- O espaço compacto antes do zero funciona como zona de sacrifício, protegendo o ponto de referência e mantendo a precisão mesmo com desgaste na borda.
- A borda da régua é a parte mais vulnerável; com uso, pode sofrer desgaste, lascas ou arredondamento que afetam o ponto de apoio da medição.
- Se o zero estivesse exatamente na borda, danos mínimos deslocariam o ponto de referência, tornando as medições imprecisas ao longo da escala.
- Ao deixar esse espaço em branco, a régua preserva o zero e toda a escala, mesmo que a extremidade sofra danos.
- O princípio aparece também em outros instrumentos de precisão, como paquímetros e trenas, e facilita a fabricação ao tolerar variações de corte e impressão; réguas que começam em zero costumam ser mais robustas e comuns em desenho técnico.
O espaço pequeno antes do zero nas réguas funciona como uma zona de sacrifício.
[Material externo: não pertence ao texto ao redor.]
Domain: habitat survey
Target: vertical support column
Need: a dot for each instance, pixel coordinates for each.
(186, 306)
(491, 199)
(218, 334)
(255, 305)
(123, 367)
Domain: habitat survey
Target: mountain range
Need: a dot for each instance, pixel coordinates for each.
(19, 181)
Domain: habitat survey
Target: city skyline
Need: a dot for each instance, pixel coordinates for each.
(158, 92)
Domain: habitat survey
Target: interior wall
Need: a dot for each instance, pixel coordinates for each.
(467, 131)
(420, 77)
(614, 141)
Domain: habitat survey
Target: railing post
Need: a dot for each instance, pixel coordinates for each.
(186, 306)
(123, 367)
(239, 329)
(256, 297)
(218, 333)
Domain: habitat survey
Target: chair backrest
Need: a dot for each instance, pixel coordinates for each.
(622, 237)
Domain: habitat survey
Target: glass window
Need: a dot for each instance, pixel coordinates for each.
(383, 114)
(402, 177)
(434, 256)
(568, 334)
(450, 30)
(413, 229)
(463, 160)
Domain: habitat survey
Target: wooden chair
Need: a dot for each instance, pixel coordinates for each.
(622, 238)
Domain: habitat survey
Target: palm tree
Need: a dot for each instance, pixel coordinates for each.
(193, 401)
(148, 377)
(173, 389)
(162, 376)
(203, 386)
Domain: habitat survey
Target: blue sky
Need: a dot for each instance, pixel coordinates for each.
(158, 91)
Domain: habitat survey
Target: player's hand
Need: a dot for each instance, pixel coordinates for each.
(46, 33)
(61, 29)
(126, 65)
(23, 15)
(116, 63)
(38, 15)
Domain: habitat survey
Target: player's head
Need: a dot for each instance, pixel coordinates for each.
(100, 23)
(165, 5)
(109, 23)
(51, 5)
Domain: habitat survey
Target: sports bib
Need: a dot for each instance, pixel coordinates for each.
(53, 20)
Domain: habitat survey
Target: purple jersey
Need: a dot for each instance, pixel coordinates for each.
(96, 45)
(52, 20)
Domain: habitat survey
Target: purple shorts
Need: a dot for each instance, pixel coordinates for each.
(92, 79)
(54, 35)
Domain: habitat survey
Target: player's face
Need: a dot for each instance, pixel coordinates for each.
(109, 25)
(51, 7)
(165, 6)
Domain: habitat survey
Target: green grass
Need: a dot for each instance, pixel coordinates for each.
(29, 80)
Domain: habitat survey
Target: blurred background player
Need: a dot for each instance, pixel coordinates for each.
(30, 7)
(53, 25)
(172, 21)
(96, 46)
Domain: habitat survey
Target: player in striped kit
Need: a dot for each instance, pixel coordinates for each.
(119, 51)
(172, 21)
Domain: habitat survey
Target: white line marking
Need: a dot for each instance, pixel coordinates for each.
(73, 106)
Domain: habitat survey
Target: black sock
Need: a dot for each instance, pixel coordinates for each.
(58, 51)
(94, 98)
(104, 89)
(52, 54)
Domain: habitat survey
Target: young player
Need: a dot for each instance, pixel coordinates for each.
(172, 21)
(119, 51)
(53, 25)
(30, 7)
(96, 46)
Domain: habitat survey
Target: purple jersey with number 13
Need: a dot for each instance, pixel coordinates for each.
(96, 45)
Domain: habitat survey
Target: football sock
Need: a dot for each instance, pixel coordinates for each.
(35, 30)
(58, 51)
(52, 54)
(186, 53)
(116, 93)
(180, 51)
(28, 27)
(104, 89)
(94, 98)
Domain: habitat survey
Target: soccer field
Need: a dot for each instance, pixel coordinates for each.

Ele protege o ponto de referência e ajuda a manter a precisão das medições, mesmo com desgaste ao longo do tempo.
A borda física da régua é a parte mais vulnerável do instrumento. Com uso diário, pode sofrer desgaste, lascas, amassados ou arredondamento, o que influencia o posicionamento da régua na hora de medir.
Se o zero estivesse exatamente na borda, danos mínimos deslocariam o ponto de referência e tornariam as leituras imprecisas ao longo da escala, ainda que o restante da régua estivesse preservado.
Ao deixar um pequeno espaço em branco antes do zero, a régua ganha uma área de tolerância: a extremidade pode se danificar, mas o marco do zero permanece estável, mantendo a confiabilidade das medições.
Esse princípio não é exclusivo das réguas e aparece em outros instrumentos de precisão, como paquímetros e trenas. Além de aumentar a durabilidade, o espaço facilita a fabricação em massa, aceitando pequenas variações de corte e impressão.
Há réguas que começam no zero, mas, em geral, são mais robustas e têm acabamento mais preciso. São comuns em desenho técnico e em instrumentos profissionais.